Identifying Candidate Pharmacotherapies for Alcohol Use Disorder by Leveraging Multi-Omic Data Integration and Multiple Drug Repurposing Databases
Purpose:
More genes related to Alcohol Use Disorder (AUD) are being identified via genome-wide association studies (GWAS), gene expression, methylation, and network analyses. These discoveries offer a significant opportunity for discovering novel drug targets for AUD treatment.

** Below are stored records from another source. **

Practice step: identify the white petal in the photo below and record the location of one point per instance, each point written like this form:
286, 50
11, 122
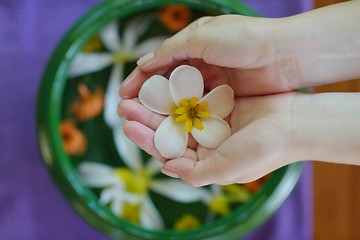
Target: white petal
153, 166
148, 46
155, 95
150, 217
128, 151
214, 133
89, 62
220, 100
94, 174
110, 37
178, 190
112, 97
186, 82
171, 138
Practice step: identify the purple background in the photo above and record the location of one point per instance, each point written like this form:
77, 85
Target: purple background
31, 207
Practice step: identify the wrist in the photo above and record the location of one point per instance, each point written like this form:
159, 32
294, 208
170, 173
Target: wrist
319, 47
326, 127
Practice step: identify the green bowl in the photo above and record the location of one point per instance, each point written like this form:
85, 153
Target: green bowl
58, 91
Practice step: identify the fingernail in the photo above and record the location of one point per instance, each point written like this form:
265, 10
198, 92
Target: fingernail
145, 59
169, 173
127, 81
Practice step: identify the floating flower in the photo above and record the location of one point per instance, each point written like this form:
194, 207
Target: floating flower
224, 196
122, 49
87, 105
187, 222
74, 141
128, 187
175, 17
93, 45
181, 98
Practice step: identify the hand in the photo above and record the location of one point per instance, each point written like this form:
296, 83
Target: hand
231, 49
260, 143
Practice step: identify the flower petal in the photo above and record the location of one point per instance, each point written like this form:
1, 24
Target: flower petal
215, 131
111, 194
186, 82
130, 153
179, 191
220, 101
149, 95
171, 138
84, 63
148, 45
153, 166
113, 197
112, 97
94, 174
110, 37
150, 217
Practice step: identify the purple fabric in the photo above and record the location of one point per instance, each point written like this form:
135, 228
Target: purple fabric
31, 207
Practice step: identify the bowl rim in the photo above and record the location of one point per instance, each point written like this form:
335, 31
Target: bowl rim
60, 166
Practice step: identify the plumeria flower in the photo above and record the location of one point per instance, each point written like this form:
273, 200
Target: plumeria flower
124, 49
130, 185
181, 98
223, 197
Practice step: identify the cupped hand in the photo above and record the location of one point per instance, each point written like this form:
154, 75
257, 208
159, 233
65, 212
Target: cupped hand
261, 141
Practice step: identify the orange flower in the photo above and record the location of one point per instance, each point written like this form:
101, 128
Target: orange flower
74, 141
175, 17
88, 105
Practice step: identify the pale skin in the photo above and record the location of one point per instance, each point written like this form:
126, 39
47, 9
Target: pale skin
264, 61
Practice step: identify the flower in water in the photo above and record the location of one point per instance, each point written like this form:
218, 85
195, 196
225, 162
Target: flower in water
88, 105
73, 140
126, 189
223, 197
188, 110
175, 17
121, 50
187, 222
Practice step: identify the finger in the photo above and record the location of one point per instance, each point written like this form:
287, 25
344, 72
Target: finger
143, 137
186, 44
133, 110
199, 173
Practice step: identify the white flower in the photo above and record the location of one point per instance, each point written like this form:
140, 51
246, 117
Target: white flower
122, 50
132, 183
181, 97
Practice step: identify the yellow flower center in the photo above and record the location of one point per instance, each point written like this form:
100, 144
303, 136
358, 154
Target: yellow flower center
191, 112
135, 182
131, 212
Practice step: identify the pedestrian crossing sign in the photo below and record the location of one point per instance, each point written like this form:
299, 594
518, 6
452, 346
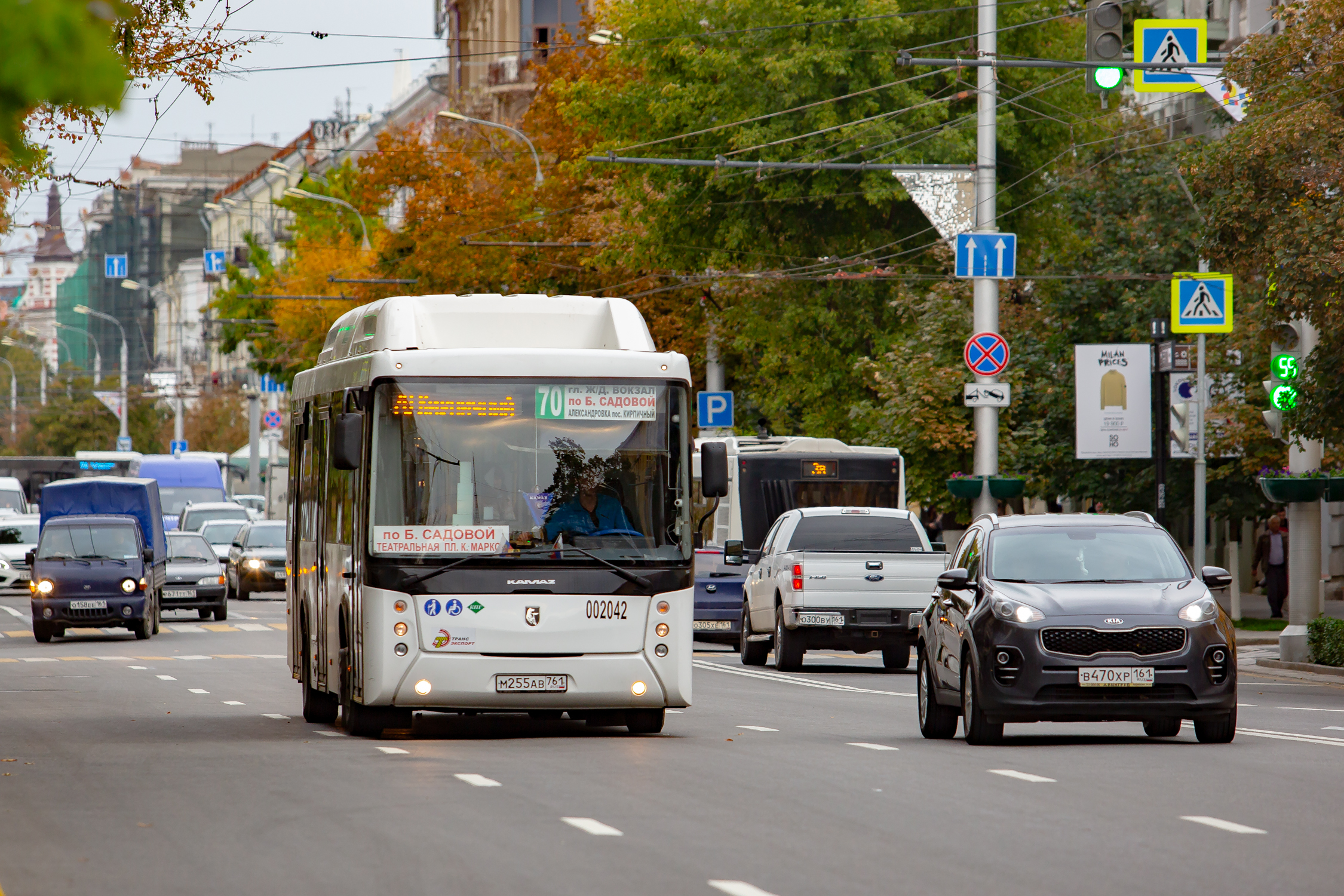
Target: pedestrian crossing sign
1176, 41
1202, 303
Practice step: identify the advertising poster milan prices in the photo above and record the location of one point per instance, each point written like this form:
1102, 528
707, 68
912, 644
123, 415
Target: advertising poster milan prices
1113, 401
440, 539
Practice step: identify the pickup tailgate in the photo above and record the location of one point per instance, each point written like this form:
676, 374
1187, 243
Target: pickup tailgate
904, 581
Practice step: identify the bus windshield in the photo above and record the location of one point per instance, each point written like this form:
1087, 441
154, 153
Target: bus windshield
513, 467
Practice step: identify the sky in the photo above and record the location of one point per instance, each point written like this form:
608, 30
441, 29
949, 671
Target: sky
260, 105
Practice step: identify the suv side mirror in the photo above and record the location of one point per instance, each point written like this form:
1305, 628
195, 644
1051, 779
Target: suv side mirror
953, 579
714, 469
347, 441
1217, 576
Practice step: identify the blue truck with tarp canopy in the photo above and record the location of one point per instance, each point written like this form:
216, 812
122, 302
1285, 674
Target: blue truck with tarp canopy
101, 557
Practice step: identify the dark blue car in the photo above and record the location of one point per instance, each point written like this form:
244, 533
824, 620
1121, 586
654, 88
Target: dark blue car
718, 598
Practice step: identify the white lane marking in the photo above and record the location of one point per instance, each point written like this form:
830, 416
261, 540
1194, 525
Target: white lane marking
1022, 775
738, 888
593, 827
792, 680
1223, 825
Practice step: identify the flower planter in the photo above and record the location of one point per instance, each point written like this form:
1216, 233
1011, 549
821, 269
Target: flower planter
1001, 487
1288, 490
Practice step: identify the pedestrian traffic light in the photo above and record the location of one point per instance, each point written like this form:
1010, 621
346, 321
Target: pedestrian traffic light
1105, 44
1285, 367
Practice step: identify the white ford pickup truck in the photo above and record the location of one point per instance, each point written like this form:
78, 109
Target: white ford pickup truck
840, 579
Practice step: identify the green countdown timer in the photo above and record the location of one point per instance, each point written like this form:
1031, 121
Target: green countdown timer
1284, 367
1108, 78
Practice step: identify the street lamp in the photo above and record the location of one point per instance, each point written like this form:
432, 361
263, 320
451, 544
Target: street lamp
97, 355
303, 194
84, 309
14, 398
536, 161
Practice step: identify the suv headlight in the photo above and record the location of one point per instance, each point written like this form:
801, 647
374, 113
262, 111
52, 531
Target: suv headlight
1015, 612
1199, 612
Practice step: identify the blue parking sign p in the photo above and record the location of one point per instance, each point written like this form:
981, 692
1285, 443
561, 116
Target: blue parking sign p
716, 409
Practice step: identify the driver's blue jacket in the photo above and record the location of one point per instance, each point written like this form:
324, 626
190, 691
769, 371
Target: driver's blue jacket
573, 517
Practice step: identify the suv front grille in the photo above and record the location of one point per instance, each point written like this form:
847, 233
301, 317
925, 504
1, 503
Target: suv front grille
1089, 643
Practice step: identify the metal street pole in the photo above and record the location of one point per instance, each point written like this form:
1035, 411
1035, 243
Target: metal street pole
1304, 543
986, 314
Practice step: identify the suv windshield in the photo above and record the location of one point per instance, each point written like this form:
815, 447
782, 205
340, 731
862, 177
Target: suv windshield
104, 542
183, 548
502, 468
175, 498
855, 532
266, 536
1085, 554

However, systematically integrating evidence and querying drug databases to identify candidate pharmacotherapies is challenging and time consuming.
Methods:
To address this challenge, we have constructed an integrated framework within a R Shiny app to identify compounds targeting genes with single or cross-domain omic evidence from knowledge across four drug databases including Pharos, Open Targets, Therapeutic Target Database (TTD), and DrugBank. Features of the framework include a) the custom selection of drug databases, b) flexible ingest and merging of gene-based evidence, c) on demand meta-analysis and gene ranking, d) compound identification, and e) output of an integrated summary of compounds.
For this single omic domain pilot, four GWAS studies for alcohol related outcomes including drinks per week, predicted AUDIT-P, DSM-IV alcohol dependence, and a common addiction factor were integrated to discover robust SNP and genes with evidence across studies. Therapeutic compounds targeting genes with converging evidence were identified.
Results:
Cross GWAS analysis revealed 333 semi-independent genes with significant (Bonferroni p < 0.05) SNP or MAGMA gene-level evidence, with 70 genes being significant in at least two studies. Drug databases queries identified 345 approved compounds targeting any of the 70 genes. Thirty compounds targeted at least 2 of the 70 high priority genes including acamprosate, topiramate, aripiprazole, and esketamine, which are either approved, used off-label, or have evidence supporting use in AUD treatment.
Conclusion:
By leveraging an integrated framework and multiple sources of evidence, known and candidate compounds that target AUD related genes were identified. This approach a) allows high-throughput querying of AUD-related genes, b) detects compounds missed using a single data source, and c) produces a summary of compounds eligible for repurposing to facilitate efficient expert review. The app is available for beta testing to Pharmacotherapies for Alcohol and Substance Use Disorder Alliance (PASA) consortium investigators. By providing an integrated framework and app, we hope to facilitate easier identification of candidate AUD pharmacotherapies.